Check your essay for mistakes.

Avert the tennis match strategy. Don’t talk about Carroll in one paragraph, Carver in the next, and then bring up Carroll again in the paragraph after that, as if you were hitting a ball back and forth across a net. Instead, compare and contrast the two texts in each paragraph and whenever possible inside the same sentence.

Remove any extraneous summaries. Only mention plot points that are absolutely necessary for your debate. If you discover that you frequently use summaries in your papers, consider discussing textual components out of chronological order—the finish first, the beginning second, and so on.

When writing a c/c paper, use terms and phrases like similarly, likewise, like, same, on the other hand, on the other hand, in comparison, and unlike.
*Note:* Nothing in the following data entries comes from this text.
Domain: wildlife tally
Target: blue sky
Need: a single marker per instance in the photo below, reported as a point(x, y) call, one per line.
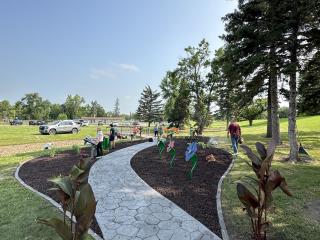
point(99, 49)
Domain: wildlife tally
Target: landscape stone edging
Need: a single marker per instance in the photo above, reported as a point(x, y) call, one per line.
point(223, 228)
point(206, 233)
point(50, 200)
point(196, 220)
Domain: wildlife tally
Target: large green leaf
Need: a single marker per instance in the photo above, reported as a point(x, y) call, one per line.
point(275, 180)
point(261, 149)
point(62, 229)
point(86, 198)
point(64, 183)
point(85, 220)
point(248, 199)
point(267, 161)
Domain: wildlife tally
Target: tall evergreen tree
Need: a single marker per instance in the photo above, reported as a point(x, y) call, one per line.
point(150, 106)
point(116, 109)
point(72, 106)
point(176, 92)
point(195, 68)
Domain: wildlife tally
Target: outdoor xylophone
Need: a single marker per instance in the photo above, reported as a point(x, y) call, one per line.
point(93, 143)
point(171, 150)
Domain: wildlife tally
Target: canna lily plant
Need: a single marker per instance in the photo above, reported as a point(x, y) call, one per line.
point(76, 196)
point(258, 204)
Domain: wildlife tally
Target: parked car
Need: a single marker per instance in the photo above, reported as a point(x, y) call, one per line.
point(37, 122)
point(16, 121)
point(82, 122)
point(65, 126)
point(115, 124)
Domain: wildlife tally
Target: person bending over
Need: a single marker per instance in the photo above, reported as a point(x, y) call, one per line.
point(99, 140)
point(112, 137)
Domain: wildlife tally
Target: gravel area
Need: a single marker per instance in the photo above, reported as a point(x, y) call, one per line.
point(196, 196)
point(32, 147)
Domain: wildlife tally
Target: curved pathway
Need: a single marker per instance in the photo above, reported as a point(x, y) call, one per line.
point(128, 208)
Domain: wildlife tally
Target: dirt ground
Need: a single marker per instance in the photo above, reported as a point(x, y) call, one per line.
point(32, 147)
point(196, 196)
point(36, 172)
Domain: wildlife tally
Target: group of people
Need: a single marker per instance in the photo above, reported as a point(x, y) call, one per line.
point(158, 131)
point(100, 138)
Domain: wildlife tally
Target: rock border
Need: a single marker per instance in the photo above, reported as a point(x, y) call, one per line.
point(223, 227)
point(50, 200)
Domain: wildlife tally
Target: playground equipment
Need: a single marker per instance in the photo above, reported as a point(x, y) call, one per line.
point(191, 155)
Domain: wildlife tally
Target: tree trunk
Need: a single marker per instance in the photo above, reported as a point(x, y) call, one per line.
point(274, 99)
point(292, 115)
point(269, 120)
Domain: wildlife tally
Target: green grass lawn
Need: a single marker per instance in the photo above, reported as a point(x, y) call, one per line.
point(12, 135)
point(290, 220)
point(20, 207)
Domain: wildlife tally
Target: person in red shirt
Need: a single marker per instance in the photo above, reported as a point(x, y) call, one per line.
point(234, 131)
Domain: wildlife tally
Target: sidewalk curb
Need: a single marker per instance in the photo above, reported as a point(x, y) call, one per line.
point(50, 200)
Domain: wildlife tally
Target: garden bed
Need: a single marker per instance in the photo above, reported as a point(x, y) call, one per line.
point(37, 171)
point(196, 196)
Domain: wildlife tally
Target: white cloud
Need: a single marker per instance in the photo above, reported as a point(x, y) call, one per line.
point(96, 73)
point(129, 67)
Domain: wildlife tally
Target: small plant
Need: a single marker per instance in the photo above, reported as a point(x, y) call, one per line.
point(259, 204)
point(76, 196)
point(202, 145)
point(76, 149)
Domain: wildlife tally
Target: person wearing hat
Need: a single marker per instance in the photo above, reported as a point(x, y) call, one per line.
point(112, 137)
point(234, 131)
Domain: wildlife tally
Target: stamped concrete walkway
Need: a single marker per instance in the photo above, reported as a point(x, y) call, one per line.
point(128, 208)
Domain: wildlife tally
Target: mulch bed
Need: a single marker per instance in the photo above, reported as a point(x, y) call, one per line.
point(36, 171)
point(196, 196)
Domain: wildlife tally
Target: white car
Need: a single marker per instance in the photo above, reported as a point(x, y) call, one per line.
point(64, 126)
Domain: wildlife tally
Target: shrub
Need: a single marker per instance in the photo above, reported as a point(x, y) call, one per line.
point(76, 149)
point(259, 204)
point(49, 152)
point(62, 116)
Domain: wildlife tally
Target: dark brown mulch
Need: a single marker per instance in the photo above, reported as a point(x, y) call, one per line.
point(196, 196)
point(36, 171)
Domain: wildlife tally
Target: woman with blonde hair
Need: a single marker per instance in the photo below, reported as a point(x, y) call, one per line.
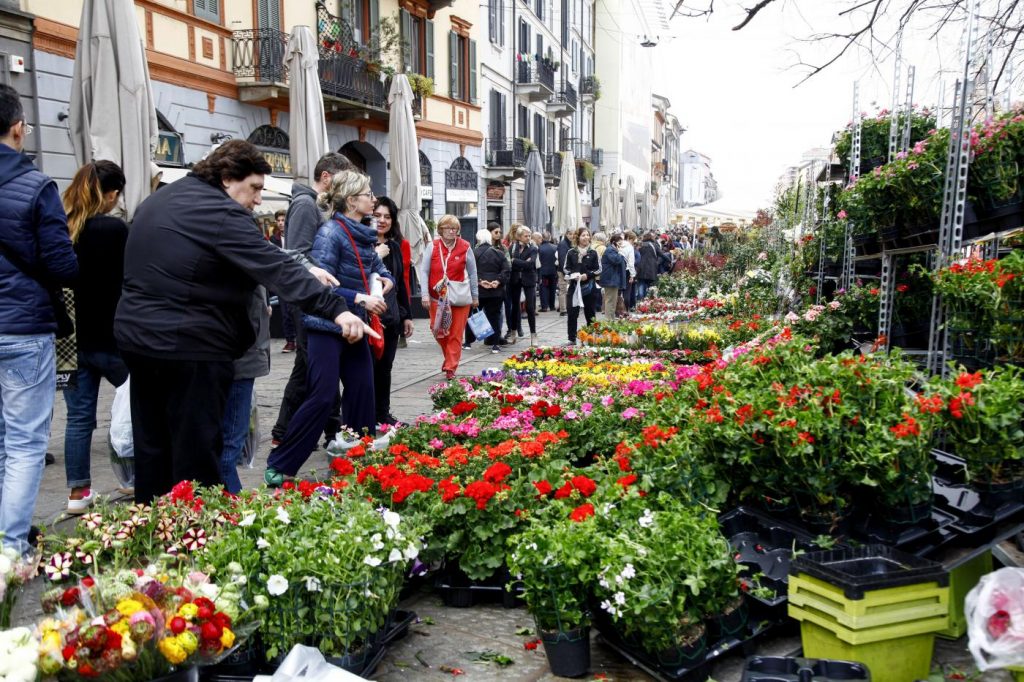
point(99, 244)
point(449, 268)
point(346, 249)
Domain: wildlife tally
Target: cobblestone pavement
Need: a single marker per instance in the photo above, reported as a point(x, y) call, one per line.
point(446, 636)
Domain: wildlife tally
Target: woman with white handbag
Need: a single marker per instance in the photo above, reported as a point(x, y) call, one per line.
point(449, 267)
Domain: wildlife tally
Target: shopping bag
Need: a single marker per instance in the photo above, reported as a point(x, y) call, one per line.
point(480, 326)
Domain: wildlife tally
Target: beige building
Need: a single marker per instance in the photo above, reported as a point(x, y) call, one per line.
point(218, 72)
When necessary, amplify your assertions.

Prepare for Counterarguments: If you foresee any potential challenges to your point of view, acknowledge them, describe whatever validity they may have, and then address them by arguing why your position is still valid in the face of the challenge.

COMMENTARY WRITING:

The key ideas of your essay should be restated in your conclusion, but unlike an introduction, it differs from one by tying everything together and providing a sense of completion. Don’t simply change the wording in your introduction. You could, for instance, in your conclusion?Describe the broader ramifications of your argument and place your debate in a bigger context.Encourage your reader to keep considering your subject by addressing concepts from a new angle.raise unresolved issues?ask a query for more investigation?Describe the qualifications for your position.To bring the paper full circle, why not rephrase something from the introduction?draw a broad principle from?Pose a provocative query?How about creating a scene?redefine one of the major concepts in your claim?Think about potential outcomes for the future.Give an instance.bring to mind a clear image?Give a unique fact, please.Make a comparison?Identify a historical or modern trend that your topic is related to.form a hypothesis?introduce an appropriate quotation?Describe wider issues in your essay.